Furthermore, in the mixed hydrolysis step (1), when the content ratio of the acid catalyst in the mixed solution is higher, the hydrolysis rate is faster, but a large amount of acid ions will produce ionic conductivity under the action of an electric field, so The dielectric constant and dielectric loss of the airgel structure will be significantly improved; relatively, the lower the acid catalyst content ratio, the slower the overall hydrolysis rate. Therefore, the present invention improves the efficiency by reducing the acid catalyst content and increasing the process temperature. The hydrolysis rate of trace acid ions can significantly reduce the overall content of added acid ions; on the other hand, siloxane compounds and hydrophobized siloxane compounds will produce a large amount of alcohol molecules during the hydrolysis process, so during the hydrolysis In the process, deionized water is used to replace organic solvents such as ammonia or alkanes, thereby reducing the addition of organic solvents such as ammonia or alkanes. In addition to reducing the impact of organic solvents such as ammonia or alkanes on the dielectric properties of the aerogel, it can also It reduces the hazards of organic solvent treatment in the manufacturing process and also reduces the overall aerogel preparation cost.

Further, in (2) the condensation and dispersion process, under the promotion of the alkali catalyst aqueous solution, the siloxane molecules or hydrophobic siloxane molecules of the hydrolysis solution are rapidly stirred by the emulsifier or homogenizer, and the hydrolyzed siloxane Molecules or hydrophobic siloxane molecules will form nanometer to sub-micrometer molecular droplets dispersed in the aqueous solution.

Further, in the forming step (3), when the condensation dispersion solution has not undergone a condensation reaction, the hydrolyzed siloxane molecules and hydrophobic siloxane molecules at the nanometer level to the submicron level are mixed and dispersed. Inject into a molded film to form a molded structure with a specific appearance, such as film, sheet, or plate in various appearances; after a few minutes, the siloxane molecules and hydrophobic molecules in the nanometer to submicron molecular droplets Catalyzed by the repulsive force of water, the flexible siloxane molecules accelerate their aggregation and combination to form a three-dimensional siloxane network aerogel wet glue structure; in (3) the forming step, the nano-scale to sub-micron In the molecular droplets, the initial structural size of the siloxane molecules can be controlled at about 5 to 10 nanometers, and then the airgel wet glue molecules are further stacked to form larger aggregates and interconnected to form a three-dimensional network structure. , to form a stable semi-solidified aerogel wet glue structure containing a large amount of alcohol-aqueous solution.

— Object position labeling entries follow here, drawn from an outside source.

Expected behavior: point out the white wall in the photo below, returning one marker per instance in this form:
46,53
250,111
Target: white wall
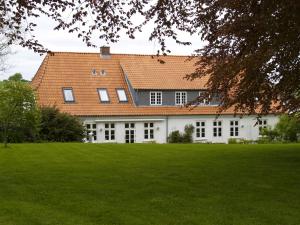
247,130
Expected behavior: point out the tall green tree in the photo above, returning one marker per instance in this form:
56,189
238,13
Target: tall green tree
18,109
252,53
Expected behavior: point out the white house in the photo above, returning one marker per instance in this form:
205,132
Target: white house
128,98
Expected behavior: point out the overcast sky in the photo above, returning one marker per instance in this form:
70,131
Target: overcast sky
27,62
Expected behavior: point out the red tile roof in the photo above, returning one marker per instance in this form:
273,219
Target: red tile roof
64,69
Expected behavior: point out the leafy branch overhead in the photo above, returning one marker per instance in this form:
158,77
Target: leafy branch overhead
253,47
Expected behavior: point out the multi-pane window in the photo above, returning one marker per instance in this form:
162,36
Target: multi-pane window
68,95
180,98
91,130
148,131
200,129
262,124
122,95
129,132
103,95
155,98
204,98
234,128
217,128
109,131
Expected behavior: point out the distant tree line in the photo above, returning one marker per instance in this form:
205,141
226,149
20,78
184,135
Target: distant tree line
22,120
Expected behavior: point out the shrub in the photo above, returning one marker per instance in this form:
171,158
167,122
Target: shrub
286,130
58,126
232,141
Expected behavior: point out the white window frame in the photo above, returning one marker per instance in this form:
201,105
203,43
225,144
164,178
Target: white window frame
70,90
200,129
99,90
111,130
218,127
155,93
234,130
92,129
262,123
122,94
147,131
181,96
205,100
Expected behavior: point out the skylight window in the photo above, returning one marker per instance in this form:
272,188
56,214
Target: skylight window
103,95
68,95
122,95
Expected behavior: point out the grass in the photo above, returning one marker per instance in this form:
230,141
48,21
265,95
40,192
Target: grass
86,184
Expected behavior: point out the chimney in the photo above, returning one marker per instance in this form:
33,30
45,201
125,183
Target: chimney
105,52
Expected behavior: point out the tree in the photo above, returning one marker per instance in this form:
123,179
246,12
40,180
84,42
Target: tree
288,128
58,126
4,50
253,47
18,109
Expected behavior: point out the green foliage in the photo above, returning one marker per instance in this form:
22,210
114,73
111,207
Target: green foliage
58,126
286,130
19,115
186,137
232,141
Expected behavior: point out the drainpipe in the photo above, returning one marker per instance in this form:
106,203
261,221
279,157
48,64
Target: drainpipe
167,128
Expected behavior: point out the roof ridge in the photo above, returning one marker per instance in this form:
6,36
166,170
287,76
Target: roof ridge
119,54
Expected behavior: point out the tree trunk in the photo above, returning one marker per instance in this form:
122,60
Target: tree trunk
5,136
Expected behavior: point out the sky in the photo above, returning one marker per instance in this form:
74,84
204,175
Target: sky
26,62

Furthermore, in order to improve the structural strength of the electrogel composite material with both low heat transfer and low dielectric, in the (3) molding step, the hydrolyzable siloxane molecules and hydrophobicity of the nanoscale to submicron scale can be further The mixed dispersion solution of siloxane molecules is dropped into a model containing a large number of fiber materials, such as fiber mats, fiber papers, fiber blankets or fiber boards; under this condition, the nanoscale to submicron scale hydrolyzed silica The airgel molecules in the mixed dispersion solution of alkane molecules and hydrophobic siloxane molecules will first be adsorbed on the surface of the fiber, and catalyzed by the repulsive force of water, they will accelerate their aggregation and combination to form a three-dimensional siloxane network and form a stable And it contains a large amount of solid aerogel/fiber moldings such as fibers, and in the subsequent drying step, an aerogel/fiber composite membrane or composite plate with both low heat transfer and low dielectric is formed; further, in (3) In the molding step, the mixed dispersion solution of hydrolyzed siloxane molecules and hydrophobic siloxane molecules can be injected into the fiber-containing structure using impregnation technology, pressure suction technology, spraying, mist spraying, or vacuum adsorption technology for compounding. processing.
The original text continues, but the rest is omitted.